The classic starts today who do you have winning?


----------



## robertj298 (Feb 23, 2009)

Fish-N-Dip72 said:


> The classic starts today who do you have winning?


Only a fool would not say KVD.


----------



## Fish-N-Dip72 (May 21, 2013)

everyone loves KVD me included but im going with G-Man Gerald Swindle, it's his home lake, he has the experience, and he wants it worse than bad, should be interesting!


----------



## briney dave (Aug 28, 2013)

wish they would cover this live: My high school club is going to join me to watch weigh -ins but that is not nearly as neat as watching some real time footage and approachs would be


----------



## Fish-N-Dip72 (May 21, 2013)

briney dave said:


> wish they would cover this live: My high school club is going to join me to watch weigh -ins but that is not nearly as neat as watching some real time footage and approachs would be


ya I agree!


----------



## Buzzking (Feb 15, 2013)

The winner is David Walker!! He is long overdue for a classic win.


----------



## toddparker (Apr 21, 2012)

Martens or paluniak


----------



## REEL GRIP (Jan 11, 2013)

Edwin Evers is gonna be right near the top,
He is the best angler in the top 10.
KVD cant find no big fish.
I hope Fred R. wins,
He uses Reelgrips,
I could use the air time, 
when it hits TV


----------



## polebender (Oct 29, 2011)

And the winner is Randy Howell !!


----------



## Buzzking (Feb 15, 2013)

Congrats to Randy Howell!
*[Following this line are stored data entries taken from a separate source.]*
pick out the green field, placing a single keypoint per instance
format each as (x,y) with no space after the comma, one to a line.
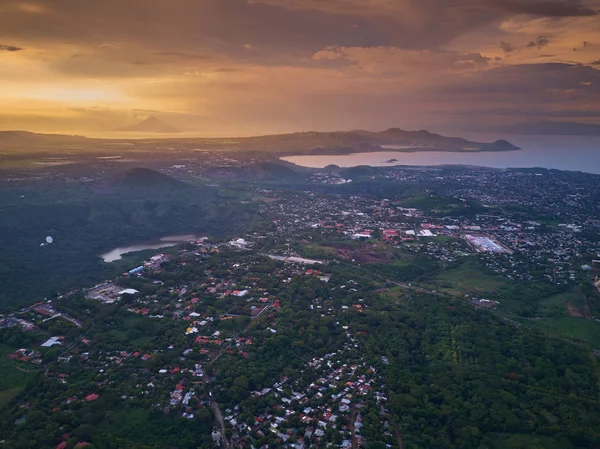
(468,279)
(570,327)
(556,305)
(12,380)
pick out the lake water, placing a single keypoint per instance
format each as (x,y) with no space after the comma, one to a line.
(164,242)
(577,153)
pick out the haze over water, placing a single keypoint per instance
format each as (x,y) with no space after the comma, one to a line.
(575,153)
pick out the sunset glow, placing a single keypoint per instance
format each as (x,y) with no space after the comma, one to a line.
(235,67)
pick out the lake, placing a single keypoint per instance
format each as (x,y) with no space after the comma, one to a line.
(164,242)
(577,153)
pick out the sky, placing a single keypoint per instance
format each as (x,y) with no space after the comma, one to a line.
(248,67)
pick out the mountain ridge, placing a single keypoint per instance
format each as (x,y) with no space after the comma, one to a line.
(307,142)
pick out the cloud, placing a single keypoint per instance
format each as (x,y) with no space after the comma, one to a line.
(10,48)
(249,66)
(539,42)
(506,47)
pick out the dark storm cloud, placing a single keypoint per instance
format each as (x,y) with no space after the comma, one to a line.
(10,48)
(549,8)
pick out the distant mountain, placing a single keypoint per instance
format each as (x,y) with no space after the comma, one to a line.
(339,142)
(151,125)
(343,142)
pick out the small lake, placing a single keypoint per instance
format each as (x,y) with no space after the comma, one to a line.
(576,153)
(164,242)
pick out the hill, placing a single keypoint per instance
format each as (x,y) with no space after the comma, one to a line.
(337,142)
(151,125)
(144,179)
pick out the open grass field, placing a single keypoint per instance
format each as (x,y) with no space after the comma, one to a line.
(468,279)
(12,380)
(571,303)
(571,327)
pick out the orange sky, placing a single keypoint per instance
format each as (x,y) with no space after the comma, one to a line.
(239,67)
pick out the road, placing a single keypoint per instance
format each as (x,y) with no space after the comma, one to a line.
(221,421)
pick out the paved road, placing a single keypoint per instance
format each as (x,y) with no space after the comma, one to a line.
(221,421)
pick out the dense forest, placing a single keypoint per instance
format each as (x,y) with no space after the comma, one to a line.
(85,221)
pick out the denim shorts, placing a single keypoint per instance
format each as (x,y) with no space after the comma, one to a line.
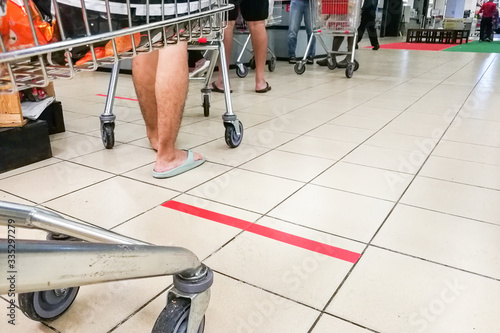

Proving once again that good things happen to good people. (Runs a Triton too!)


----------



## Steelhead Fever (Dec 31, 2009)

briney dave said:


> wish they would cover this live: My high school club is going to join me to watch weigh -ins but that is not nearly as neat as watching some real time footage and approachs would be


what high school?


----------



## Dinger (Aug 24, 2005)

I was worried that the G-man was gonna drive through and knock RH off the stage!

Nyuck Nyuck Nyuck!

Ding


----------